Ketua KPAD Batubara Soroti Kasus Penelantaran Bayi di Laut Tador, Tekankan Pentingnya Edukasi Perlindungan Anak
BATUBARA – Kasus penelantaran bayi yang ditemukan di Desa Laut Tador, Kecamatan Laut Tador, Kabupaten Batubara, memicu keprihatinan mendalam dari berbagai pihak, terutama dari Ketua Komisi Perlindungan Anak Daerah (KPAD) Batubara, Helmi Syam Damanik, SH, MH, CRA. Helmi menegaskan bahwa kasus ini bukan hanya merupakan persoalan individu, melainkan cerminan dari kurangnya pemahaman masyarakat tentang pentingnya perlindungan anak dan tanggung jawab bersama dalam menjaga kesejahteraan generasi muda.
Dalam kunjungannya ke Puskesmas Laut Tador bersama tim dari Dinas Sosial PPPA Batubara dan pekerja sosial dari Kementerian Sosial, Helmi mengungkapkan keprihatinannya atas kasus ini dan menegaskan bahwa masyarakat harus lebih aktif dalam memberikan edukasi, khususnya kepada remaja dan keluarga, untuk mencegah kejadian serupa di masa depan.
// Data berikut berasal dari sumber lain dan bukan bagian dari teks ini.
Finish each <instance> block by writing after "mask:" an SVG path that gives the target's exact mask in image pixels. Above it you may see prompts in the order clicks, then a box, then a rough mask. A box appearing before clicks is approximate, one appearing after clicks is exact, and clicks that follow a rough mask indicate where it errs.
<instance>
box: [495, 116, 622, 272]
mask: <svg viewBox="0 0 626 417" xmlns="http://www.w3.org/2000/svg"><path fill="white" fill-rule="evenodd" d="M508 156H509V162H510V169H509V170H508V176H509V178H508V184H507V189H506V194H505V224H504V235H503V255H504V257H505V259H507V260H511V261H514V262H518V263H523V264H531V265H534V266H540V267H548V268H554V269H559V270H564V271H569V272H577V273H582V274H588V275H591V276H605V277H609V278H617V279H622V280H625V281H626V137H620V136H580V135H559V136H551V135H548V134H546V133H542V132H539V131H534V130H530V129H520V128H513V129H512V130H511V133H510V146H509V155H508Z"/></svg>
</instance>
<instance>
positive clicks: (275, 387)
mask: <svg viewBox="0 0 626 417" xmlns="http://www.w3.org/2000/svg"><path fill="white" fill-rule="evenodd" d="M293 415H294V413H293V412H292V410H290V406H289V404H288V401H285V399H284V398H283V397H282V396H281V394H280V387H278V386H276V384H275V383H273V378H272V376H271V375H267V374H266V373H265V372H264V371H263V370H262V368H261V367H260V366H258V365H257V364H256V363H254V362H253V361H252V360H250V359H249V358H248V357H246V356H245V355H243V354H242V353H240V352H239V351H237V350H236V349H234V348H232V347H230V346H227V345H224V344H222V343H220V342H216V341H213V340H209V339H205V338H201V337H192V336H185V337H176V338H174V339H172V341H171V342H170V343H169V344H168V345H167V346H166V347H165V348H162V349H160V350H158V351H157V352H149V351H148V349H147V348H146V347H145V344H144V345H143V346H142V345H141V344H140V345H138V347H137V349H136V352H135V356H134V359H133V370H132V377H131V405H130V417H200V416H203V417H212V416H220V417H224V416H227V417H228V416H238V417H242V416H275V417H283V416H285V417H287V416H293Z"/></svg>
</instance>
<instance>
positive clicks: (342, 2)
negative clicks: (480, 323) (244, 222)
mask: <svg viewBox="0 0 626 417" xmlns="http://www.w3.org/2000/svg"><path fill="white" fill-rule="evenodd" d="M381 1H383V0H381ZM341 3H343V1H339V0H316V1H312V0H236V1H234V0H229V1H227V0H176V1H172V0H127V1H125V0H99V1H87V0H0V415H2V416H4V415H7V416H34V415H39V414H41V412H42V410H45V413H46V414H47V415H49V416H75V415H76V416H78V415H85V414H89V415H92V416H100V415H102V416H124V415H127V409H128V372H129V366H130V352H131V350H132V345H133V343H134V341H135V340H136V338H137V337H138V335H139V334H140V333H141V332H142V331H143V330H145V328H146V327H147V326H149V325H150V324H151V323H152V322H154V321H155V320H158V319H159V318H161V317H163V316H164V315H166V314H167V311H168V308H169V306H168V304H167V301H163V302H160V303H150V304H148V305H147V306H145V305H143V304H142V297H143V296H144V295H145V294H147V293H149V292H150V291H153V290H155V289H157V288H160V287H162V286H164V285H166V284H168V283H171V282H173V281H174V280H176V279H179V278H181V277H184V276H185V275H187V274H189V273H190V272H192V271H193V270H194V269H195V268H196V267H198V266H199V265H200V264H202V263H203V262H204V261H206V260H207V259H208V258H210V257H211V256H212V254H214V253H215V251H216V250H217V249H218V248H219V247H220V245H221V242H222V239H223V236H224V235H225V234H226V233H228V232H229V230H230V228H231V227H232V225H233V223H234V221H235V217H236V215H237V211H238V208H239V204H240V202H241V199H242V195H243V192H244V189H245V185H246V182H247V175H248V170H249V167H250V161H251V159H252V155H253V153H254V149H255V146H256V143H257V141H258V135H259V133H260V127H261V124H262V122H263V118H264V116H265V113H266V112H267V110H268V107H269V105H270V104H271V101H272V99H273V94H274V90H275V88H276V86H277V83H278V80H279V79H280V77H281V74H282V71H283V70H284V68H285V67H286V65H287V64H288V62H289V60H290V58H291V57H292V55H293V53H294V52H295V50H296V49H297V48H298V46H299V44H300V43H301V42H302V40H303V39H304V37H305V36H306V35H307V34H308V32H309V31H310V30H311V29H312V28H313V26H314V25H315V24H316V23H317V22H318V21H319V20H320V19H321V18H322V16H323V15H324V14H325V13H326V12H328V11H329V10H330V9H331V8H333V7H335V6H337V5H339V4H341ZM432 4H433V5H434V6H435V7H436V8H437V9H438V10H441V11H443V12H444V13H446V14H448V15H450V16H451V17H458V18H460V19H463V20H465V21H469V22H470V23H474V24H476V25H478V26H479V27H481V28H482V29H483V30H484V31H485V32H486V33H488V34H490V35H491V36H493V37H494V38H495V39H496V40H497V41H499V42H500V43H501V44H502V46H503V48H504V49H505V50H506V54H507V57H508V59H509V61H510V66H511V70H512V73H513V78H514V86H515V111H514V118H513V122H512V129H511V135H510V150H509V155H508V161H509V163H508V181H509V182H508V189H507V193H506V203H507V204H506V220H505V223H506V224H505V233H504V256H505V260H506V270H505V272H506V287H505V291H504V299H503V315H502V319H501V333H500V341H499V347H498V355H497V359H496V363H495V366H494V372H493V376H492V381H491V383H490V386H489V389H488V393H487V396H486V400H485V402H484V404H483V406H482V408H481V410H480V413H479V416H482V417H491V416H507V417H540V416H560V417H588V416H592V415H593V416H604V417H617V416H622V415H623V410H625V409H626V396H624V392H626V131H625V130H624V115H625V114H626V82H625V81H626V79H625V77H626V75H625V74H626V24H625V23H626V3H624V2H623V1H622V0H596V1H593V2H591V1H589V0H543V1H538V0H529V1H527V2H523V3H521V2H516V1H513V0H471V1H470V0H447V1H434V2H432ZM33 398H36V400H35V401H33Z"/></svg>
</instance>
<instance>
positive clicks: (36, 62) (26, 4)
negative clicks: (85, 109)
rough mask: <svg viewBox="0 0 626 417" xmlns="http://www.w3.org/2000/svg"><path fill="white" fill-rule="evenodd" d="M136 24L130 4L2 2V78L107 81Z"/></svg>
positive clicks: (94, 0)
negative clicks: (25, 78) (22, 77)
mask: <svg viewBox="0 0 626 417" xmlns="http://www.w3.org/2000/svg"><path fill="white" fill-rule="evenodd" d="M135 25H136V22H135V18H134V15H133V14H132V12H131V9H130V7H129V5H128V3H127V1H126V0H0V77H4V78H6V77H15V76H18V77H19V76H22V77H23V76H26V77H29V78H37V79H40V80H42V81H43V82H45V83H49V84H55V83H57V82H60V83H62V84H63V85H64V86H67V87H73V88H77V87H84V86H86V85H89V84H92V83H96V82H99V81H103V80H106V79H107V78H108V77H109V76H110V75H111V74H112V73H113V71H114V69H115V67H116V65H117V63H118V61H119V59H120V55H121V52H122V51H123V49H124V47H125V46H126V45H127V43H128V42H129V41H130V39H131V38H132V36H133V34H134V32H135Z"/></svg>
"Peristiwa ini harus menjadi pelajaran bagi kita semua. Kasus pembuangan bayi bukan hanya tanggung jawab pemerintah, tetapi juga masyarakat. Kita harus lebih aktif dalam memberikan edukasi, terutama kepada remaja dan keluarga, agar kejadian serupa tidak terulang di masa depan," ujar Helmi dengan nada tegas, mengingatkan pentingnya peran setiap elemen dalam menjaga kesejahteraan anak.
Awal Mula Kasus Penelantaran Bayi
Peristiwa memilukan ini berawal dari seorang siswi kelas 2 SMA di Tebing Tinggi yang melahirkan seorang bayi pada Minggu malam di rumahnya. Remaja tersebut, yang hidup dalam kondisi keluarga yang tidak utuh, hanya tinggal bersama kakeknya. Ibu remaja tersebut tinggal di Medan, sedangkan ayahnya bekerja di Malaysia. Diduga mengalami tekanan psikologis akibat kehamilan di luar nikah, remaja ini kemudian membuat keputusan yang sangat tragis dengan meletakkan bayinya di belakang rumah tetangganya.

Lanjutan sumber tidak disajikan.